На другой день после учений в Москву пришли вести, что возвращается посольство из персидских земель. Привез их один из отправленных в составе посольства боярских детей по прозванию Михаил Давыдов. Узнав об этом, я велел без проволочек позвать его, и скоро гонец стоял передо мной и моими ближниками.
– Здрав буди, государь, – бухнулся он в ноги, едва поняв, кто перед ним.
– Встань, нечего полы протирать.
– Как прикажешь, царь-батюшка!
– Ну, рассказывай: как съездили, чего видали, чего слыхали?
– Так это… – немного растерялся Давыдов, – я письма от дьяка Иванова привез, там все описано…

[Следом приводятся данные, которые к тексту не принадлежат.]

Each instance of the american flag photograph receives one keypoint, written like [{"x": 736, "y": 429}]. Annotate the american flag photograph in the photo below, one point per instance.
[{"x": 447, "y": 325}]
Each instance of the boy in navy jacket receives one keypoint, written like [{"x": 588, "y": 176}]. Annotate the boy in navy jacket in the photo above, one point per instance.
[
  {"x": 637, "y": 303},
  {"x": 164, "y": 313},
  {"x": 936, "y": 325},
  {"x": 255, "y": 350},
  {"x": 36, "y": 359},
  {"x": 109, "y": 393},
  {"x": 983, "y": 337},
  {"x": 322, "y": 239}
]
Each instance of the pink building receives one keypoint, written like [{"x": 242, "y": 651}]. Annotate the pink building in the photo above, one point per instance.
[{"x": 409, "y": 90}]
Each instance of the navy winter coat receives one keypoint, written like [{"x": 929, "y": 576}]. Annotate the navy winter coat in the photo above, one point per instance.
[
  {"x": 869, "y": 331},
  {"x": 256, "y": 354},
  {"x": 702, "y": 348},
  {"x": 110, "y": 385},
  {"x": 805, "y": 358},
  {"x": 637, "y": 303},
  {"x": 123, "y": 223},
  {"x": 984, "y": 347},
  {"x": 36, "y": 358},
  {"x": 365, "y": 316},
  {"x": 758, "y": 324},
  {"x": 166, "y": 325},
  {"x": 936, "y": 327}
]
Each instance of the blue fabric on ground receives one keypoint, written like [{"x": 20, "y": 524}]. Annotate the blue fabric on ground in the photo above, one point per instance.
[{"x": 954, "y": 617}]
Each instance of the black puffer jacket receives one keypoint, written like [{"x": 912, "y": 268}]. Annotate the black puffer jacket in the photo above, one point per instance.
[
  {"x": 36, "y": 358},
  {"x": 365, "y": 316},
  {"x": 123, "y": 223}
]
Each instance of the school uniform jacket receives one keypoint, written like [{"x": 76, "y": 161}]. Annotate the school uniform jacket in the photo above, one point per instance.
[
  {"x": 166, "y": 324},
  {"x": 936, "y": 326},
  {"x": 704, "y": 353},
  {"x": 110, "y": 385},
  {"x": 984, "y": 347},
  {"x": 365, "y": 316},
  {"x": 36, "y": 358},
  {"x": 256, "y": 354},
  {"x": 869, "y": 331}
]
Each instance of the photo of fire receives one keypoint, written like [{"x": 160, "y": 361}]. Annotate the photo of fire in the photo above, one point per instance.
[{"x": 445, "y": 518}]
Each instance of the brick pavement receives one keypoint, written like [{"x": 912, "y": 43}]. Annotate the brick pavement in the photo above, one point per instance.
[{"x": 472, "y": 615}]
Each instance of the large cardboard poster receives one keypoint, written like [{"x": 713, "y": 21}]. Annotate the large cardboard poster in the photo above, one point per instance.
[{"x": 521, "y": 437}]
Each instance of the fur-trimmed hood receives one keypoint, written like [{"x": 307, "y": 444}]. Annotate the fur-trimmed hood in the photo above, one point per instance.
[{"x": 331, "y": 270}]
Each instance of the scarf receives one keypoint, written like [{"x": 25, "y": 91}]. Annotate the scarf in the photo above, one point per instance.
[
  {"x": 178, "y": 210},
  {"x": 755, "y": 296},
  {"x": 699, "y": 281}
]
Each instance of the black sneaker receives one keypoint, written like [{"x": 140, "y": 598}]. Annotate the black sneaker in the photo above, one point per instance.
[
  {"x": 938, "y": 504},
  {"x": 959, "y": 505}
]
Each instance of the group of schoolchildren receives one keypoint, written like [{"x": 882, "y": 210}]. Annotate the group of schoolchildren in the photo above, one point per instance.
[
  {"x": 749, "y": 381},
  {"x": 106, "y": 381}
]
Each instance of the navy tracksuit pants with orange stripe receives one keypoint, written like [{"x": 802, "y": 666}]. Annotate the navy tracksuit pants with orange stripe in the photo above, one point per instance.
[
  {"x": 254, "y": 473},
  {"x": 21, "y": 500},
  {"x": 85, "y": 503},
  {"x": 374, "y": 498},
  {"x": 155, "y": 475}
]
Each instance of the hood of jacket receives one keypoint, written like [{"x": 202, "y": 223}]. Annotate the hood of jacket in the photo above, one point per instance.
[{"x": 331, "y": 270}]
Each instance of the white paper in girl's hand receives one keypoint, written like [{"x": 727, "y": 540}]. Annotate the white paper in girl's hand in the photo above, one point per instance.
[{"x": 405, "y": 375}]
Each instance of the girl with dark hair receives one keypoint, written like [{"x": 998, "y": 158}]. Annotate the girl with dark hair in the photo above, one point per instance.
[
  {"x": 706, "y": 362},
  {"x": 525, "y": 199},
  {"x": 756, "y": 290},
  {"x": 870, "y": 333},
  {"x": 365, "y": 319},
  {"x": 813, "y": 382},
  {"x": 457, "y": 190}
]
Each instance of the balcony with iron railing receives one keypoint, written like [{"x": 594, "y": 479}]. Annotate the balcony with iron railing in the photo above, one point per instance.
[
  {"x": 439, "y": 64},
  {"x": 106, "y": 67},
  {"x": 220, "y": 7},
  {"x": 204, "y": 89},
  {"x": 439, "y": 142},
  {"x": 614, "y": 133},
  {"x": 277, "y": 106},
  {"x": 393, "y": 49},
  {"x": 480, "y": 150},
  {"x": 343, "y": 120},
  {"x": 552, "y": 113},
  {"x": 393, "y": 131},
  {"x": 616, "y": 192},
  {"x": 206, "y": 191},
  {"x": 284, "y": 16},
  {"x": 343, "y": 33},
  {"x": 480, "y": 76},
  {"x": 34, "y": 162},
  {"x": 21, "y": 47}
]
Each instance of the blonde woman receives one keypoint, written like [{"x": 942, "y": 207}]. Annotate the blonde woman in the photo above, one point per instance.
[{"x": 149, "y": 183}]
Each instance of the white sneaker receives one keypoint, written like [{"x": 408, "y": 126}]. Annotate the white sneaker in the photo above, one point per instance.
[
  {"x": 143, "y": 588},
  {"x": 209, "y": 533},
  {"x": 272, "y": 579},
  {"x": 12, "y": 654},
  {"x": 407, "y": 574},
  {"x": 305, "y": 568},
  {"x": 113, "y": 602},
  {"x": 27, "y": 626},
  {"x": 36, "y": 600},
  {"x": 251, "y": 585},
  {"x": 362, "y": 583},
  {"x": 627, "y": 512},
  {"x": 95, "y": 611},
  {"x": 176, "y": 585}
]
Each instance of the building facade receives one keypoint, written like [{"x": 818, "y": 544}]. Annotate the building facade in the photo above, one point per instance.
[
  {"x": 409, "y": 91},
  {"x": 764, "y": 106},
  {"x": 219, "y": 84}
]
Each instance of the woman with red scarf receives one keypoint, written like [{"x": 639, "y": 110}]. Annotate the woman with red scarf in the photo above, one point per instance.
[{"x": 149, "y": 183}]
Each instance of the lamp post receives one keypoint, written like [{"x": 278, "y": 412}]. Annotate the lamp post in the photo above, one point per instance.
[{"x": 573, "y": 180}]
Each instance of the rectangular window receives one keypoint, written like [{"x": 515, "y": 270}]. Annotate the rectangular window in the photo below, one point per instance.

– Успею я письма прочитать, ты мне своими словами расскажи, как вас приняли, да сделали ли дело, да что, может, видел в иных землях достойного, чтоб рассказать?
– Как повелишь, государь! Все расскажу как есть. Только начать-то с чего?
– Так с начала и начни, что за страна Персия?
– Богатая страна, государь. Обширная, и народу в ней много. Жарко только там и, бывает, лихоманка[30] свирепствует. Сначала мы по морю плыли, а потом, значит, дьяк наш купил верблюдов да лошадей и караванщика нанял, чтобы проводил, ну и двинулись мы дальше. Ах да, совсем забыл, шах как узнал, что мы приехали, послал нам навстречу кызылбашей[31] своих, чтобы проводили нас.
– Что, разбойники озоруют?
– Да как тебе сказать, государь, в тех краях что ни бек, то разбойник… купеческие караваны коли большие, от них откупаются, а малые могут и разграбить, а людей до смерти побить. Ищи-свищи потом ветра в поле. Да и кабы в поле – а то поначалу все больше горы. Но потом и поля пошли и леса даже. Ну и добрались мы до Исфахана. Шах Аббас принял нас с почетом. Подарки ему понравились, сетовал, правда, что девок ему не привезли для гарема. Он де наслышан, что девицы в наших землях красивые да ладные, и желал бы в своем гареме иметь таковых.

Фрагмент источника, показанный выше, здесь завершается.